Knapp ein Fünftel wählte das Angebot auch, weil der Zugang ohne Matura bzw. Studienabschluss möglich war. Ein knappes Zehntel sieht das Weiterbildungsstudium als Vorbereitung auf ein ordentliches Studium.

 

 

Studienmotive: „Wie sehr haben die folgenden Aspekte bei der Entscheidung für Ihren Lehrgang eine Rolle gespielt?“ (nur Bildungsinländer:innen)

Anmerkung: Ohne Studierende, die im Sommersemester 2019 auch ein ordentliches Studium belegen; ohne Studierende in zahnmedizinischen Weiterbildungsstudien.
Bildungsinländer:innen: Als Bildungsinländer:innen gelten jene Weiterbildungsstudierende, die das reguläre Schulsystem in Österreich abgeschlossen haben.
Quelle: Studierenden-Sozialerhebung 2019.

Breiter Zugang zu hochschulischer Weiterbildung

Zum Erhebungszeitpunkt im Sommersemester 2019 konnten die Hochschulen die Zulassungskriterien selbst festlegen (vgl. Kulhanek et al. 2019: 33ff). Die Befragung der Weiterbildungsstudierenden ergab, dass etwas mehr als die Hälfte der Lehrgangsteilnehmer:innen bereits ein ordentliches Studiums abgeschlossen hat. Ein weiteres Drittel hat eine Matura im regulären Schulsystem oder einen äquivalenten Abschluss auf dem zweiten Bildungsweg absolviert. 12% der Lehrgangsteilnehmer:innen haben weder Studium noch Matura. Diese Gruppe hatte für den Zugang zum Lehrgang Berufserfahrung vorzuweisen (7%), eine Ausbildung im Gesundheitsbereich (4%), andere oder gar keine Nachweise (1%) zu erbringen. Insgesamt hatten 39% der Weiterbildungsstudierenden an öffentlichen Universitäten und 46% an Privatuniversitäten keinen Studienabschluss. Somit war das Weiterbildungsangebot an Hochschulen nicht nur für Hochschulabsolvent:innen, sondern auch für Personen mit anderen Bildungs- und Berufskarrieren zugänglich. 

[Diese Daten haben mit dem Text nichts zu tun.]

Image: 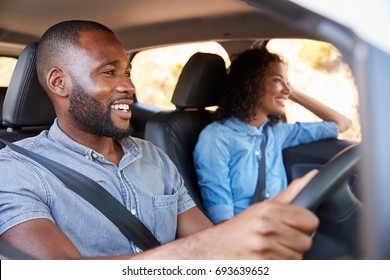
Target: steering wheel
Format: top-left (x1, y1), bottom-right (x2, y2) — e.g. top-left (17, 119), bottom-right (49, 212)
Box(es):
top-left (292, 144), bottom-right (363, 259)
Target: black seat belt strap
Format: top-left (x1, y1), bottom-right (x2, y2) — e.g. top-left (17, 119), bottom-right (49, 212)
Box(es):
top-left (0, 139), bottom-right (160, 251)
top-left (252, 134), bottom-right (266, 203)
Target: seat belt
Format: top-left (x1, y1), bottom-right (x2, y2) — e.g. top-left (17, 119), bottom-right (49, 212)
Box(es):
top-left (0, 139), bottom-right (160, 251)
top-left (252, 134), bottom-right (265, 204)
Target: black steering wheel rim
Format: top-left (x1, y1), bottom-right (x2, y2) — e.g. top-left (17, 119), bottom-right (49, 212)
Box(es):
top-left (292, 144), bottom-right (363, 259)
top-left (292, 143), bottom-right (361, 211)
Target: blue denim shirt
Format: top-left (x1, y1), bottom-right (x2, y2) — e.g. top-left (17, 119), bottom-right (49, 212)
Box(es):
top-left (0, 120), bottom-right (195, 256)
top-left (194, 118), bottom-right (338, 223)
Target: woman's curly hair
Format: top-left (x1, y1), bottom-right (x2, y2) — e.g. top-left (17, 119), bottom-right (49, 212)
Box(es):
top-left (218, 44), bottom-right (284, 122)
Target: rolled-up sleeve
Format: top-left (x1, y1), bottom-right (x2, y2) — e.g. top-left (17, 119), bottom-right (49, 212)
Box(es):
top-left (274, 121), bottom-right (339, 149)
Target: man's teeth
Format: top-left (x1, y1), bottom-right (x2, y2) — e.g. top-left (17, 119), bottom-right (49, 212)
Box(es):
top-left (111, 104), bottom-right (130, 111)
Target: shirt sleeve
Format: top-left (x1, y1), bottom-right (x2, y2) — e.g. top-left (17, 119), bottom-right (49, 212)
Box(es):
top-left (194, 123), bottom-right (234, 223)
top-left (0, 152), bottom-right (54, 234)
top-left (274, 121), bottom-right (339, 149)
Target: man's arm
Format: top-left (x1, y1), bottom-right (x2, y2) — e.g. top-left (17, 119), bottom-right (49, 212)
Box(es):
top-left (1, 172), bottom-right (318, 259)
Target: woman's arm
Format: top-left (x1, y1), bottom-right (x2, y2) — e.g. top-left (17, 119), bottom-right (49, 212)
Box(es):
top-left (290, 88), bottom-right (352, 132)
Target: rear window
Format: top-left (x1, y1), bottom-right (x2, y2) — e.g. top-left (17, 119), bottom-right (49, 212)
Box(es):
top-left (131, 42), bottom-right (230, 109)
top-left (0, 56), bottom-right (17, 87)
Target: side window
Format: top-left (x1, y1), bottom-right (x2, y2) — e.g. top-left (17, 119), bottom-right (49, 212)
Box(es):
top-left (0, 56), bottom-right (17, 87)
top-left (267, 39), bottom-right (361, 141)
top-left (131, 42), bottom-right (230, 109)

Die stärkere soziale Durchmischung akademischer Weiterbildungsangebote spiegelt sich auch in sozialen Herkunftsmerkmalen wider.[2] Lehrgangsteilnehmer:innen (nur Bildungsinländer:innen) haben häufiger als ordentliche Studierende Eltern, die keine Matura aufweisen (55% vs. 39%). Etwas mehr als ein Fünftel der Lehrgangsteilnehmer:innen hat Eltern mit akademischem Abschluss, unter ordentlichen Studierenden liegt der Anteil bei etwa einem Drittel. Die Unterschiede beim Bildungshintergrund der Eltern zwischen ordentlichen Studierenden und Lehrgangsteilnehmer:innen sind zum Teil auf die Alterskohorten zurückzuführen. Doch selbst beim Vergleich der unter 30-Jährigen haben Lehrgangsteilnehmer:innen häufiger Eltern, die keine Matura aufweisen.

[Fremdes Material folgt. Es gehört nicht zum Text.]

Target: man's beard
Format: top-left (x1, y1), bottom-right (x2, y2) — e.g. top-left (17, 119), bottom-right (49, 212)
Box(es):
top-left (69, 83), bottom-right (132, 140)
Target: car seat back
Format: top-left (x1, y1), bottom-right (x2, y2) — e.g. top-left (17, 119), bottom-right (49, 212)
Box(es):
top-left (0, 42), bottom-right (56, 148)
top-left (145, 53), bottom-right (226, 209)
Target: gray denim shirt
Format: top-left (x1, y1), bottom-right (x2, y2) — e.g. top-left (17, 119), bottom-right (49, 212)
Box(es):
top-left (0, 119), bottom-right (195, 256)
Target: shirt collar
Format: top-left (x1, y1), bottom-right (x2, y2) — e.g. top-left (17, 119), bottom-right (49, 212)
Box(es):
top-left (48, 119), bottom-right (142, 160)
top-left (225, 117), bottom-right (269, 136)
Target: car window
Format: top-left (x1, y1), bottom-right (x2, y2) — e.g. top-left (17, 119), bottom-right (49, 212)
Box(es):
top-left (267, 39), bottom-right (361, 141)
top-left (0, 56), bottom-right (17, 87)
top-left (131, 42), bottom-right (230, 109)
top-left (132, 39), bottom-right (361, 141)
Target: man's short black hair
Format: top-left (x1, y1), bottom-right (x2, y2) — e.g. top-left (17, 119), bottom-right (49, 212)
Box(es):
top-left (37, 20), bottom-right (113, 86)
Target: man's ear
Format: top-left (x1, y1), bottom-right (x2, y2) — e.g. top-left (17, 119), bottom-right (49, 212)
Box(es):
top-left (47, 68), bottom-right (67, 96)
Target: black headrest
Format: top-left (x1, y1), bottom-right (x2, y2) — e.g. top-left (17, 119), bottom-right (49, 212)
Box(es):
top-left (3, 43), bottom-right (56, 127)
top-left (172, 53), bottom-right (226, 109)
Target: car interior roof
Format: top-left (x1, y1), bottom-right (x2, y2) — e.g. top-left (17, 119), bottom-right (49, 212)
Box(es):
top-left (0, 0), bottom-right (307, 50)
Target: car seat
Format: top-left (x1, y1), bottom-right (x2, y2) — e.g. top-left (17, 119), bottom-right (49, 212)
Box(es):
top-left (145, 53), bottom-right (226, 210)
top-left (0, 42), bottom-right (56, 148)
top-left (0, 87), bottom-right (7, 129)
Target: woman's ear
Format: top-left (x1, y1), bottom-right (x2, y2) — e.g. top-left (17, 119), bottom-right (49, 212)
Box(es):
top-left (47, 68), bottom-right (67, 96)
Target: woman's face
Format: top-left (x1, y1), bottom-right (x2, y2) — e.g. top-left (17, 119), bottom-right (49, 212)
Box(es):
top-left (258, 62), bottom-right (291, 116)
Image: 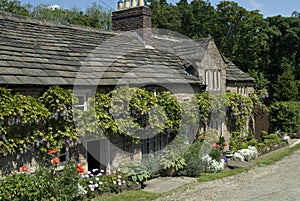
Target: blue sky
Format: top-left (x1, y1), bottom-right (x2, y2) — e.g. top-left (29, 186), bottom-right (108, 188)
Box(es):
top-left (20, 0), bottom-right (300, 17)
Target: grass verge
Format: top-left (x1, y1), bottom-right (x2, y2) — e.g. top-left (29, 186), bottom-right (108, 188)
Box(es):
top-left (197, 167), bottom-right (250, 182)
top-left (93, 190), bottom-right (161, 201)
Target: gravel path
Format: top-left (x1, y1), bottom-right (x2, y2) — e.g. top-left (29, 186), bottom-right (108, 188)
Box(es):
top-left (157, 150), bottom-right (300, 201)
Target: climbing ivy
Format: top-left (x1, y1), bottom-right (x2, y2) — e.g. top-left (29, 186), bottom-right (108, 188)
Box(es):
top-left (0, 88), bottom-right (50, 155)
top-left (226, 92), bottom-right (253, 133)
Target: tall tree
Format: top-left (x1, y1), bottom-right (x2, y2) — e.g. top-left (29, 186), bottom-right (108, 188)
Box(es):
top-left (0, 0), bottom-right (31, 16)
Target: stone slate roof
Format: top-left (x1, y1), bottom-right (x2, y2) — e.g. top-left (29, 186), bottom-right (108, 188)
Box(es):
top-left (0, 12), bottom-right (201, 86)
top-left (226, 62), bottom-right (255, 82)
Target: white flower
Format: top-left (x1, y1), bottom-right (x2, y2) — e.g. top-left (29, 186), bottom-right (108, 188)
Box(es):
top-left (202, 154), bottom-right (225, 172)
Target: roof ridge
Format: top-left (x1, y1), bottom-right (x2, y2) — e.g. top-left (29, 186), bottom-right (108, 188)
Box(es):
top-left (0, 10), bottom-right (117, 35)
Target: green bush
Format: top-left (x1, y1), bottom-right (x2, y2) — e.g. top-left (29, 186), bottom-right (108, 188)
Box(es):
top-left (270, 102), bottom-right (300, 132)
top-left (142, 156), bottom-right (161, 177)
top-left (248, 138), bottom-right (256, 146)
top-left (118, 163), bottom-right (150, 182)
top-left (238, 142), bottom-right (248, 149)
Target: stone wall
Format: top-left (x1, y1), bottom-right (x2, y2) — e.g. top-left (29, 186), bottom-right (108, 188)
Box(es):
top-left (112, 6), bottom-right (152, 38)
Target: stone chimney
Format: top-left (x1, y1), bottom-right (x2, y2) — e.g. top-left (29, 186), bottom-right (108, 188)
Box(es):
top-left (112, 0), bottom-right (152, 38)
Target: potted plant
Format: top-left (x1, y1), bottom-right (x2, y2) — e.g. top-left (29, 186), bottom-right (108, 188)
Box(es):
top-left (160, 151), bottom-right (186, 177)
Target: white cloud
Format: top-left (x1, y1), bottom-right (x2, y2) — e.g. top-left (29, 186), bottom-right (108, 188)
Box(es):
top-left (248, 0), bottom-right (262, 9)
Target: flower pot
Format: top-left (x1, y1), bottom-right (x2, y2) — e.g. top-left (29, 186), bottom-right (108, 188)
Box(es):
top-left (165, 167), bottom-right (177, 177)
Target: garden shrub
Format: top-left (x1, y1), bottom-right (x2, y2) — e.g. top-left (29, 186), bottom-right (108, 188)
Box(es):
top-left (142, 154), bottom-right (161, 177)
top-left (232, 146), bottom-right (258, 161)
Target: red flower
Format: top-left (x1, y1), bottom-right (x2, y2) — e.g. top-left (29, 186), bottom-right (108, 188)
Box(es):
top-left (51, 157), bottom-right (60, 164)
top-left (48, 149), bottom-right (57, 154)
top-left (20, 165), bottom-right (28, 172)
top-left (76, 163), bottom-right (84, 173)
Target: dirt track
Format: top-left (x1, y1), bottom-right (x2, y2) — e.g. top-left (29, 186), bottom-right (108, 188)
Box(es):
top-left (158, 150), bottom-right (300, 201)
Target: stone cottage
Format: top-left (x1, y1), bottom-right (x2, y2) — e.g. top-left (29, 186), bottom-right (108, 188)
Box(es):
top-left (0, 0), bottom-right (254, 174)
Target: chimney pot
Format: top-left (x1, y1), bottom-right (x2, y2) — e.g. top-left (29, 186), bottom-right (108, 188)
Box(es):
top-left (118, 0), bottom-right (123, 10)
top-left (138, 0), bottom-right (145, 6)
top-left (124, 0), bottom-right (130, 9)
top-left (131, 0), bottom-right (136, 8)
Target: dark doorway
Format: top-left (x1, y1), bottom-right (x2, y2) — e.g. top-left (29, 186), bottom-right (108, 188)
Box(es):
top-left (87, 140), bottom-right (107, 171)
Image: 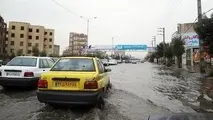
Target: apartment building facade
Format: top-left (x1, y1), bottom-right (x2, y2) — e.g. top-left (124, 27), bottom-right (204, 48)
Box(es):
top-left (6, 21), bottom-right (54, 55)
top-left (0, 15), bottom-right (7, 56)
top-left (53, 45), bottom-right (60, 56)
top-left (69, 32), bottom-right (88, 55)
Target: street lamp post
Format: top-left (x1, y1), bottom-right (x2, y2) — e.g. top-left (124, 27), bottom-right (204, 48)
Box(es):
top-left (81, 16), bottom-right (97, 46)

Änderungen im Bereich der hochschulischen Weiterbildung durch Reformpaket zu erwarten

Während zum Erhebungszeitpunkt im Sommersemester 2019 die Hochschulen die Zulassungskriterien zu Weiterbildungslehrgängen noch selbst festlegen konnten, wurde dies mit 1. Oktober 2021 für Lehrgänge, die mit einem akademischen Grad abschließen, geändert und die möglichen zu vergebenden Titel eingeschränkt. Gleichzeitig wurden mit dem Bachelor Professional (BPr.) und Master Professional (MPr.) zwei neue Grade eingeführt, die von Hochschulen in Kooperation mit außerhochschulischen Bildungseinrichtungen angeboten werden (vgl. BMBWF 2022a, 2022b).[3]

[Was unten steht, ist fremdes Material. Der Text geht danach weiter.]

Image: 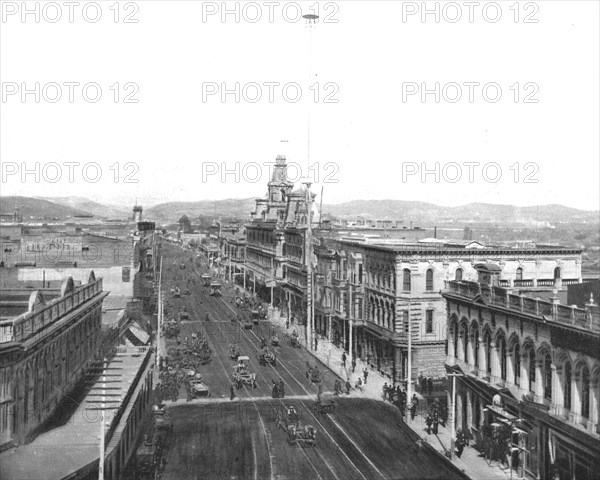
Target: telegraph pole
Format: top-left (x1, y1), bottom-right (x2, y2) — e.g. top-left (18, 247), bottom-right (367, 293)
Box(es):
top-left (156, 255), bottom-right (163, 368)
top-left (98, 357), bottom-right (106, 480)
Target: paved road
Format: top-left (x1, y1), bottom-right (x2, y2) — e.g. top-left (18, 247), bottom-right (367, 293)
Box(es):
top-left (152, 245), bottom-right (461, 480)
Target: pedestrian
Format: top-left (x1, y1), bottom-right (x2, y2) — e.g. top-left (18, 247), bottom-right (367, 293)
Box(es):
top-left (410, 393), bottom-right (419, 420)
top-left (429, 398), bottom-right (440, 435)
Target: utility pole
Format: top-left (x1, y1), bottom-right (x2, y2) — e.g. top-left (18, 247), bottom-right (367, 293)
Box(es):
top-left (406, 296), bottom-right (412, 422)
top-left (304, 181), bottom-right (313, 350)
top-left (447, 373), bottom-right (463, 459)
top-left (98, 357), bottom-right (106, 480)
top-left (156, 255), bottom-right (163, 368)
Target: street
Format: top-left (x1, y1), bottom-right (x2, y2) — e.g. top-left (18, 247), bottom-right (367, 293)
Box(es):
top-left (152, 242), bottom-right (462, 480)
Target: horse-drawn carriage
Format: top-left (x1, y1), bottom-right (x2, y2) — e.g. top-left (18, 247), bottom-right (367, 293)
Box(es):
top-left (287, 425), bottom-right (317, 448)
top-left (275, 405), bottom-right (300, 432)
top-left (209, 282), bottom-right (222, 297)
top-left (233, 356), bottom-right (256, 390)
top-left (306, 362), bottom-right (323, 385)
top-left (163, 320), bottom-right (181, 338)
top-left (228, 343), bottom-right (240, 360)
top-left (286, 330), bottom-right (302, 348)
top-left (152, 405), bottom-right (173, 432)
top-left (256, 347), bottom-right (277, 367)
top-left (188, 375), bottom-right (210, 398)
top-left (250, 308), bottom-right (267, 325)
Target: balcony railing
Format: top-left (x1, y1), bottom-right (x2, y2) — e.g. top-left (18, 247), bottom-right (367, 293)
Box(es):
top-left (446, 281), bottom-right (600, 332)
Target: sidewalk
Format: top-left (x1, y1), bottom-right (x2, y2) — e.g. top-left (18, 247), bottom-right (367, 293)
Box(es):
top-left (269, 308), bottom-right (519, 480)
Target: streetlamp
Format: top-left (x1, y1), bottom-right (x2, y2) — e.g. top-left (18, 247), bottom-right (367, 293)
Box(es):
top-left (447, 373), bottom-right (465, 459)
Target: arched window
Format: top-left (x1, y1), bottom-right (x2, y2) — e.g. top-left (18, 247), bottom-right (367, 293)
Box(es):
top-left (483, 332), bottom-right (492, 378)
top-left (402, 268), bottom-right (410, 292)
top-left (544, 352), bottom-right (552, 400)
top-left (515, 267), bottom-right (523, 281)
top-left (498, 337), bottom-right (506, 380)
top-left (425, 268), bottom-right (433, 292)
top-left (513, 342), bottom-right (521, 385)
top-left (528, 348), bottom-right (535, 392)
top-left (581, 365), bottom-right (590, 418)
top-left (563, 362), bottom-right (572, 410)
top-left (473, 324), bottom-right (479, 368)
top-left (452, 323), bottom-right (458, 358)
top-left (462, 324), bottom-right (469, 362)
top-left (454, 268), bottom-right (462, 282)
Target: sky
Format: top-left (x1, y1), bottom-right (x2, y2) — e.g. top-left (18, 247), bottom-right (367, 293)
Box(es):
top-left (0, 0), bottom-right (600, 210)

Welche Auswirkungen diese Änderungen auf das Angebot der Hochschulen im Bereich der Weiterbildung, die Perspektive des lebenslangen Lernens und nicht zuletzt auch die soziale Zusammensetzung der Weiterbildungsstudierenden haben wird, bleibt abzuwarten.  

 


[1] Nicht enthalten sind Studierende, die zeitgleich ein ordentliches Studium belegten, Bildungsausländer:innen aus EU-Drittstaaten und Teilnehmer:innen zahnärztlicher Weiterbildungsangebote.

[2] An dieser Stelle ist anzumerken, dass die Weiterbildungslehrgänge in der Regel (voll) kostenpflichtig sind, während für ein Regelstudium an öffentlichen Einrichtungen Inländer:innen und EU-Bürger:innen einen Studienbeitrag von höchstens 363€/Semester zu leisten haben.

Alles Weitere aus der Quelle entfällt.